- Tikunia Tikunia, Kheri
- Coordinates: 28°22′59″N 80°57′59″E﻿ / ﻿28.38317°N 80.966478°E
- Country: India
- State: Uttar Pradesh
- District: Kheri

Languages
- • Official: Hindi
- Time zone: UTC+5:30 (IST)
- Postal code: 262906

= Tikunia =

Tikunia is a nagar panchayat in Lakhimpur Kheri district in the Indian state of Uttar Pradesh.
Khairatiya village is near about 10 km from tikunia in the east side.

==Location==
Tikunia is very close to the boundary of Nepal, and residents have easy access to Nepal.

== History ==
In 2021, Lakhimpur Kheri massacre occurred on the Tikonia-Banbirpur road near Banbirpur village in the Tikunia area. It was a vehicle-ramming attack and mob lynching incident during farmers’ protest against the three farm laws passed by the BJP led Union Government. It happened on 3 October 2021 at Tikunia in Lakhimpur Kheri district, Uttar Pradesh, India resulting in deaths of eight people and injuries to 10 others. Four protesters and a journalist were run over by the car, three others were killed in the subsequent violence. Two First information reports (FIR) on the incident were filed in the Tikunia police station.
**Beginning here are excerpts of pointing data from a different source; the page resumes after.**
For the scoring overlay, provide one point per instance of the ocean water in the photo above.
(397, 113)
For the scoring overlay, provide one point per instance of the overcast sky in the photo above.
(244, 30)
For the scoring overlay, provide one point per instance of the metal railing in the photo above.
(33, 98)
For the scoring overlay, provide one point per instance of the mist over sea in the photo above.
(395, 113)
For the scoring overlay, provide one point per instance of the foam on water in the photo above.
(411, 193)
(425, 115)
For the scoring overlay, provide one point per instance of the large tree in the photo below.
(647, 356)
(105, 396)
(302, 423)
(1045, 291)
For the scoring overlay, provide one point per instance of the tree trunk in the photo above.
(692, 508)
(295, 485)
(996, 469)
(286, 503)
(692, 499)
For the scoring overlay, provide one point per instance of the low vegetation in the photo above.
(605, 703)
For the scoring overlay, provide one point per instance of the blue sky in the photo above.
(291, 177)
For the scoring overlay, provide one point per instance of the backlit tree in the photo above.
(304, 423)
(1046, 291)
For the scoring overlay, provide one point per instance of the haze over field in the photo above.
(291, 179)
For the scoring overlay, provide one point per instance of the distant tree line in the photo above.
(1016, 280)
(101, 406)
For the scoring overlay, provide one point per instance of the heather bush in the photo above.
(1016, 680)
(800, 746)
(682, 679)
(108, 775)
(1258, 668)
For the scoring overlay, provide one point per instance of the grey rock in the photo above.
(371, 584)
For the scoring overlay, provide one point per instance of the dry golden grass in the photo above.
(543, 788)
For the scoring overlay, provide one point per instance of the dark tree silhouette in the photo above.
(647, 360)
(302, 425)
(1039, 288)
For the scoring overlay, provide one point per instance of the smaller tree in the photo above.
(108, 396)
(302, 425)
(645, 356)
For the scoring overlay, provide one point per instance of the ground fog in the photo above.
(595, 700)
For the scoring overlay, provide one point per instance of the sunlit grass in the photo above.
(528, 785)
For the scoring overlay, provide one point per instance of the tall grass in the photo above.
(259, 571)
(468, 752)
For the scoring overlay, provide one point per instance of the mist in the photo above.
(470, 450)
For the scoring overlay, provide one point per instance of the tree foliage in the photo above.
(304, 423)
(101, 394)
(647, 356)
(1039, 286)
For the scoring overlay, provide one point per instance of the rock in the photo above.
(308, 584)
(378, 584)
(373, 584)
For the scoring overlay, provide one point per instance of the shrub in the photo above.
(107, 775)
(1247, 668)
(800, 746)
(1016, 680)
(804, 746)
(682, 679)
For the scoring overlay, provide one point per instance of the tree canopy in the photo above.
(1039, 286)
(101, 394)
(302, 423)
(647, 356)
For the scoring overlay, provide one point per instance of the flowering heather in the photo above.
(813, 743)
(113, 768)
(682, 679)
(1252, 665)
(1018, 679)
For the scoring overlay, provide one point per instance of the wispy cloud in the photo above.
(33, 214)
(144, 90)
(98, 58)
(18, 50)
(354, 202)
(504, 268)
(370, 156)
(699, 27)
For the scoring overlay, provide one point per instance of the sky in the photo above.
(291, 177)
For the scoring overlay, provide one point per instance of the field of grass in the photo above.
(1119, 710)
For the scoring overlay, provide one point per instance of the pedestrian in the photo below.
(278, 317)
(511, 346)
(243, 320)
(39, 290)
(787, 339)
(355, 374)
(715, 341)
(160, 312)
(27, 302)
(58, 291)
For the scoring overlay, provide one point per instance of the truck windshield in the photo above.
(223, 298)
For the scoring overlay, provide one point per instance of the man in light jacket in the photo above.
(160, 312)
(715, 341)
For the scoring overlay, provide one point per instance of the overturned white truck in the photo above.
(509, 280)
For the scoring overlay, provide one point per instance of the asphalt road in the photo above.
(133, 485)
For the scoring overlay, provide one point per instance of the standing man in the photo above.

==Administration and politics==
===Services===
Tikunia police station serves the area.

==Transport==
Tikunia is 188 km. from the state capital Lucknow and 84.4 km from Lakhimpur Kheri. Tikunia can be reached by road following State Highway 21 (SH21).

Tikonia-Banbirpur road connects Tikunia with Banbirpur village.

Tikunia has a railway station and can be easily reached by train or UPSRTC Bus services.